Compilation error when using __syncthreads() in a __device__ template function

Hi all,
I wrote a device function to sort some input data and I had to use __syncthreads() to make it work properly. And it did work. Later I tried to change the implementation into template function. I need too make it the sorted type independent. Unfortunately after turning into template I get the compilation error as follows:

error: there are no arguments to ‘__syncthreads’ that depend on a template parameter, so a declaration of ‘__syncthreads’ must be available

What could be wrong? Is it a Cuda limitation??

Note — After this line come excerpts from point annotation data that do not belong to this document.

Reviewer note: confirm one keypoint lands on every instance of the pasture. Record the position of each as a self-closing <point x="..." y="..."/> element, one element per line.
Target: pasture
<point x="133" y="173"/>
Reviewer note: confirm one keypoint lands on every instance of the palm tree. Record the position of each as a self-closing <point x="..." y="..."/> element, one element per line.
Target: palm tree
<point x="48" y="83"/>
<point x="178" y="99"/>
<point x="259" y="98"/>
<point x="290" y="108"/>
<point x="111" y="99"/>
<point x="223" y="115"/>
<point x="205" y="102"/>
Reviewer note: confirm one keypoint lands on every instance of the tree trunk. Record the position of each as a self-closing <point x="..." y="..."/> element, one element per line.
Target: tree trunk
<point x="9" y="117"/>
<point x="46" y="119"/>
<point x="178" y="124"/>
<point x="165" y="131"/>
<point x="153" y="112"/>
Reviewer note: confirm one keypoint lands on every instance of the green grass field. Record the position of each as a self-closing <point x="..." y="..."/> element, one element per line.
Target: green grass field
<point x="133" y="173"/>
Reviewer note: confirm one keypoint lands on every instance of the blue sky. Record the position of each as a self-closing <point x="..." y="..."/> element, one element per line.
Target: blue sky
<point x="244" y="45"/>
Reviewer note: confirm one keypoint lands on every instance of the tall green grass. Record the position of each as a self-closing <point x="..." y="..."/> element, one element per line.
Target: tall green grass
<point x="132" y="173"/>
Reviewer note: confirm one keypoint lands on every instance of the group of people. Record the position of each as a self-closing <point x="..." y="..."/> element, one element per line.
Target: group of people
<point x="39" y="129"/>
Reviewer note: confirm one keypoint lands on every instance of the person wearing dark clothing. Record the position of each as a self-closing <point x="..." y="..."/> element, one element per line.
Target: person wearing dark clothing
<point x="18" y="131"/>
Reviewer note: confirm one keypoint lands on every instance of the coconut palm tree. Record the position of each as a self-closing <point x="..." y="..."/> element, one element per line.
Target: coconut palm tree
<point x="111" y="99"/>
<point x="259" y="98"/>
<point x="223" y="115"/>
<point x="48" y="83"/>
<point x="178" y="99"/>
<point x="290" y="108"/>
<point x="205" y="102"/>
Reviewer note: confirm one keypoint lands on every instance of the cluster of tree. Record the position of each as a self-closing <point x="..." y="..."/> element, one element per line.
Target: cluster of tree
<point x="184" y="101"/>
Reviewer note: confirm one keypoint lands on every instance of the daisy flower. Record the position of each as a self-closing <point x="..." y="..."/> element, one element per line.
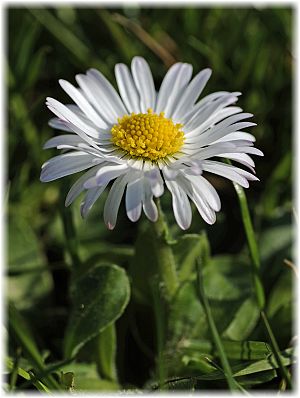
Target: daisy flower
<point x="144" y="141"/>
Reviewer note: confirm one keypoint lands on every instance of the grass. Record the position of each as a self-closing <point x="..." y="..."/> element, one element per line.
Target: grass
<point x="169" y="343"/>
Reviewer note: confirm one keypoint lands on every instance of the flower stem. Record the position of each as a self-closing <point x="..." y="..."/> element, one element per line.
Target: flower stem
<point x="258" y="286"/>
<point x="164" y="255"/>
<point x="214" y="331"/>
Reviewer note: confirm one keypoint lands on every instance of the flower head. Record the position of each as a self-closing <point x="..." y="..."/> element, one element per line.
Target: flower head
<point x="145" y="140"/>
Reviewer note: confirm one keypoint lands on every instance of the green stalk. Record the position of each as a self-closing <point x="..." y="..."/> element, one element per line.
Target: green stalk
<point x="106" y="346"/>
<point x="258" y="286"/>
<point x="214" y="331"/>
<point x="164" y="256"/>
<point x="160" y="331"/>
<point x="69" y="230"/>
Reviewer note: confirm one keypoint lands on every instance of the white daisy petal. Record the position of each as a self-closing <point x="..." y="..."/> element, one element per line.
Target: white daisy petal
<point x="175" y="81"/>
<point x="69" y="163"/>
<point x="191" y="94"/>
<point x="108" y="91"/>
<point x="181" y="205"/>
<point x="231" y="172"/>
<point x="206" y="116"/>
<point x="127" y="88"/>
<point x="65" y="139"/>
<point x="156" y="182"/>
<point x="113" y="201"/>
<point x="82" y="103"/>
<point x="133" y="199"/>
<point x="90" y="198"/>
<point x="203" y="187"/>
<point x="239" y="135"/>
<point x="78" y="187"/>
<point x="242" y="158"/>
<point x="97" y="98"/>
<point x="106" y="174"/>
<point x="198" y="197"/>
<point x="72" y="120"/>
<point x="59" y="124"/>
<point x="143" y="80"/>
<point x="117" y="138"/>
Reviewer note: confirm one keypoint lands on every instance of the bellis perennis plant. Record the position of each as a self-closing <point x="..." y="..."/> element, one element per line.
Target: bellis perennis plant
<point x="144" y="141"/>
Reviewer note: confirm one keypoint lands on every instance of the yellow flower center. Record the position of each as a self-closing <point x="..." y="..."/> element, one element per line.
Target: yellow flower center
<point x="147" y="135"/>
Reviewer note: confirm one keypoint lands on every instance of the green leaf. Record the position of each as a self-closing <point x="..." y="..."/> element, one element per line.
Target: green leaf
<point x="99" y="298"/>
<point x="226" y="279"/>
<point x="274" y="240"/>
<point x="27" y="376"/>
<point x="23" y="334"/>
<point x="186" y="250"/>
<point x="143" y="266"/>
<point x="244" y="321"/>
<point x="241" y="350"/>
<point x="86" y="378"/>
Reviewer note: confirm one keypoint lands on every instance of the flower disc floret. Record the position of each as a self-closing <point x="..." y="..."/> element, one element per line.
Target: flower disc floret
<point x="147" y="135"/>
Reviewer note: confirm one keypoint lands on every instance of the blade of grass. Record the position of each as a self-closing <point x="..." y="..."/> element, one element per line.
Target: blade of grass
<point x="23" y="335"/>
<point x="68" y="39"/>
<point x="160" y="332"/>
<point x="258" y="286"/>
<point x="232" y="384"/>
<point x="26" y="375"/>
<point x="146" y="38"/>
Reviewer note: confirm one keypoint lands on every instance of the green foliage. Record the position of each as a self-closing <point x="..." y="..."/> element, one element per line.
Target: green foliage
<point x="71" y="325"/>
<point x="100" y="296"/>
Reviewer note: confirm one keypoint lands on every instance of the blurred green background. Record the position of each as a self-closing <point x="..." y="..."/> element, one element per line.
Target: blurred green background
<point x="249" y="50"/>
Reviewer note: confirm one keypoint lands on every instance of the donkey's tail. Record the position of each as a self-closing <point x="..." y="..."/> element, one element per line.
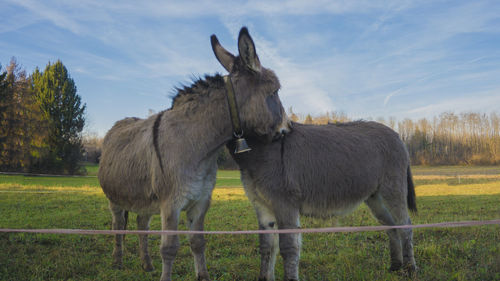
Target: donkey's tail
<point x="411" y="197"/>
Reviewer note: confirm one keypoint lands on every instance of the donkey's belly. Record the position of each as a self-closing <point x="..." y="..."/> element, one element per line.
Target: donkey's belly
<point x="323" y="210"/>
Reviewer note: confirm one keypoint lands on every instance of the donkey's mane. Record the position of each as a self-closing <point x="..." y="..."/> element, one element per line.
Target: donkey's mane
<point x="199" y="86"/>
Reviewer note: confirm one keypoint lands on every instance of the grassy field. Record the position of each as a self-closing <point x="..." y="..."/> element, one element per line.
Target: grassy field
<point x="444" y="194"/>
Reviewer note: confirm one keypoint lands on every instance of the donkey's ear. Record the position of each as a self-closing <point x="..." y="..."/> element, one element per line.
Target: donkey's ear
<point x="224" y="57"/>
<point x="246" y="47"/>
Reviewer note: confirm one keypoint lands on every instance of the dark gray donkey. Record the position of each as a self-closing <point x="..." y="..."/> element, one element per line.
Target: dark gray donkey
<point x="167" y="163"/>
<point x="324" y="171"/>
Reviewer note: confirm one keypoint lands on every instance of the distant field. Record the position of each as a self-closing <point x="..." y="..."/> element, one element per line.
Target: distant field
<point x="469" y="253"/>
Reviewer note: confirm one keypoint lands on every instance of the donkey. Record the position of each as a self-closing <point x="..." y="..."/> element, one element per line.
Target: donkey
<point x="328" y="170"/>
<point x="167" y="162"/>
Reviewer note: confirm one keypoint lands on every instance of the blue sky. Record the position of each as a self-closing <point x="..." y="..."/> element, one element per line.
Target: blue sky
<point x="368" y="59"/>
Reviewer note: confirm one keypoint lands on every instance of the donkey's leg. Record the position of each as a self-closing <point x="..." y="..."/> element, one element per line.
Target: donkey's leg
<point x="395" y="199"/>
<point x="288" y="218"/>
<point x="196" y="217"/>
<point x="406" y="235"/>
<point x="383" y="215"/>
<point x="143" y="224"/>
<point x="120" y="218"/>
<point x="268" y="243"/>
<point x="169" y="243"/>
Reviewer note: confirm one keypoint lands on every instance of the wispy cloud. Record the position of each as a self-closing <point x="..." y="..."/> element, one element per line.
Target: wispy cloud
<point x="367" y="58"/>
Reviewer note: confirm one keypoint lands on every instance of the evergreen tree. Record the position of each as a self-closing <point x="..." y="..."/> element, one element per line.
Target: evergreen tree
<point x="62" y="107"/>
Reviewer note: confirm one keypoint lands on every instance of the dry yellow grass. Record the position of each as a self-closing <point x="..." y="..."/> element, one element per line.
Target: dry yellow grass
<point x="438" y="177"/>
<point x="469" y="189"/>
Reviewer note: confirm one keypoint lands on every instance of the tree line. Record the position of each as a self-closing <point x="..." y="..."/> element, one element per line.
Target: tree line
<point x="41" y="120"/>
<point x="467" y="138"/>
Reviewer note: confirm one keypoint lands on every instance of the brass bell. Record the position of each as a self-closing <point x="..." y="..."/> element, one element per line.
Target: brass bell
<point x="241" y="146"/>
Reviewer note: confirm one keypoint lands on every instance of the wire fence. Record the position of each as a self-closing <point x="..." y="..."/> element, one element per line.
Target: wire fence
<point x="241" y="232"/>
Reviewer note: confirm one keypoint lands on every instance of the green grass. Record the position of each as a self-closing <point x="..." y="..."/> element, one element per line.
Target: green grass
<point x="468" y="253"/>
<point x="224" y="179"/>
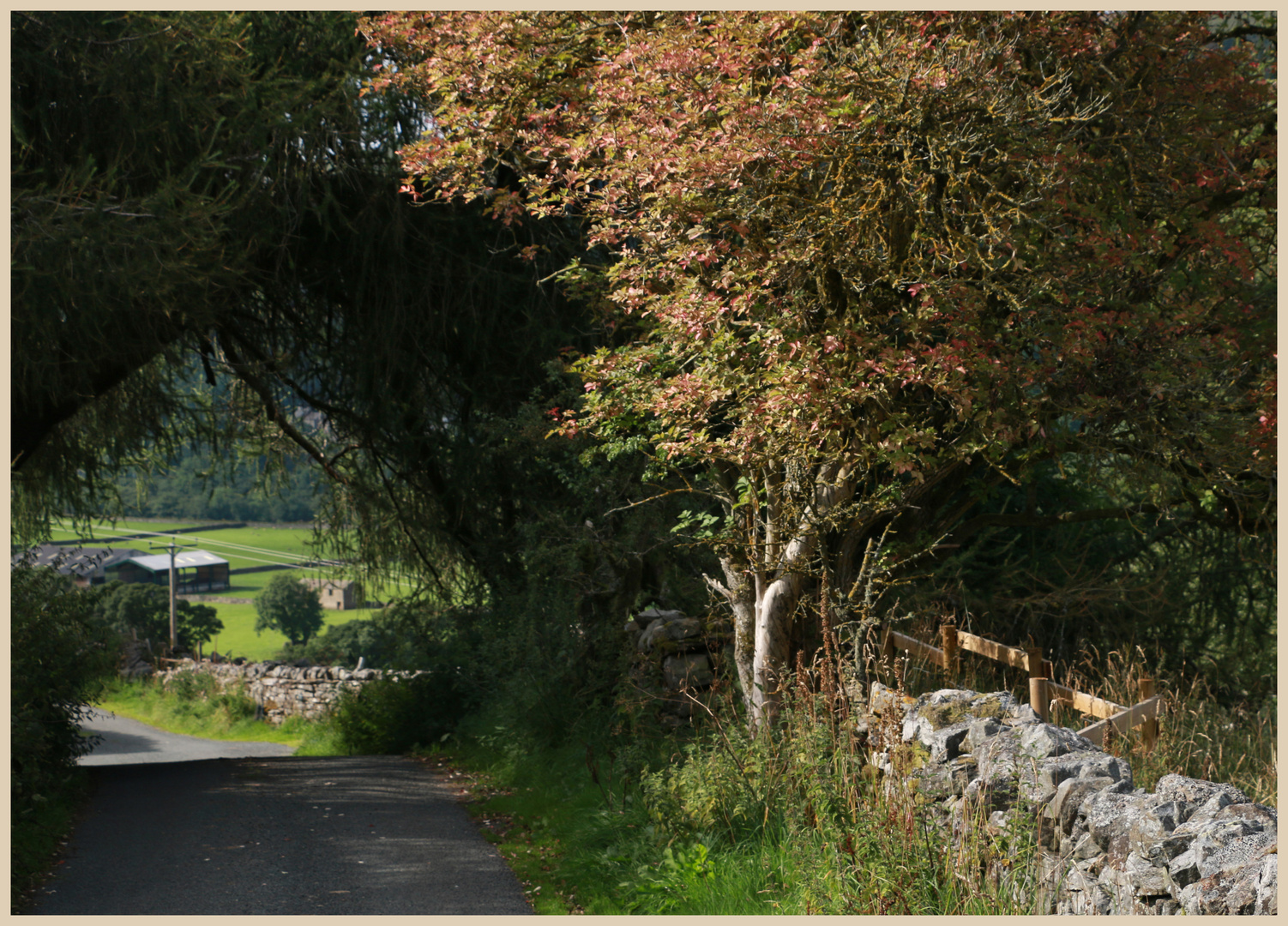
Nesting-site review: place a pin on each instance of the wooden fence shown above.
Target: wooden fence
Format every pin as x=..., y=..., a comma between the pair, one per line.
x=1042, y=688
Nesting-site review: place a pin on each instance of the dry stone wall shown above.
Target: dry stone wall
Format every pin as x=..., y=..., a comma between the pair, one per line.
x=1104, y=846
x=286, y=690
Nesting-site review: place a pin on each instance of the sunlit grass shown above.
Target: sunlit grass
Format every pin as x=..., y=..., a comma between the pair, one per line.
x=199, y=710
x=238, y=636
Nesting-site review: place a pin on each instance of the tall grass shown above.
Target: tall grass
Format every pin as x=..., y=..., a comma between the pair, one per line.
x=723, y=822
x=192, y=703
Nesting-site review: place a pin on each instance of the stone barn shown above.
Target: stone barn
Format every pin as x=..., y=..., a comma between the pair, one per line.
x=336, y=594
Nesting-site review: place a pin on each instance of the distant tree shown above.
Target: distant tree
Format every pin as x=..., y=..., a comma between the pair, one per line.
x=869, y=268
x=289, y=607
x=146, y=610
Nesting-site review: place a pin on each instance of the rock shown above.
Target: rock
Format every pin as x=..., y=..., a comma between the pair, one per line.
x=1062, y=810
x=1197, y=791
x=1267, y=887
x=888, y=703
x=683, y=628
x=646, y=617
x=646, y=643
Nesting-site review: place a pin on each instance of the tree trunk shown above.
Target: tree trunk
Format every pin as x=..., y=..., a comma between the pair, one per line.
x=764, y=594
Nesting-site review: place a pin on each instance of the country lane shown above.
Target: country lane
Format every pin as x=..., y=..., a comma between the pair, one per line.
x=274, y=836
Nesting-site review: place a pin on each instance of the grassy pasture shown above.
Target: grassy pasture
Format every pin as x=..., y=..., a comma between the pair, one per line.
x=243, y=548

Thank you for answers and suggestions.

Please show the corresponding code. __syncthreads can be used in template functions.

can you provide an example that we could compile and see the error?

I didn’t seem to have any trouble with a trivial test based on your description:

# cat t140.cu
template <typename T>
__device__ T mysort(T *d){
        __syncthreads();}

__global__ void k(int *x){
                int *d = NULL;
                int val = mysort(d);
                *x = val;}

int main(){

  int *x = NULL;
  k<<<1,1>>>(x);
}

# nvcc -o t140 t140.cu
#

Thank you all for your fast response. I did some tests with your simplified use case and I was able to reproduce the error. Which led me to suspicion that it is caused by my placing the template into header file as it is usual in c++. It doesn’t seem to be problem by itself but the compilation error may be relate to mixture of *.cu and *.cpp files in our project and wrong include of “cuda related headers” into *.cpp file. I’ll keep on investigating and let you know my findings…

Ondrej

I can confirm my suspicion in the previous post that the troubles I faced were caused by wrong include of headers, containing some cuda extensions such as device function specifier, into *.cpp files. The problem is solved.

This topic was automatically closed 14 days after the last reply. New replies are no longer allowed.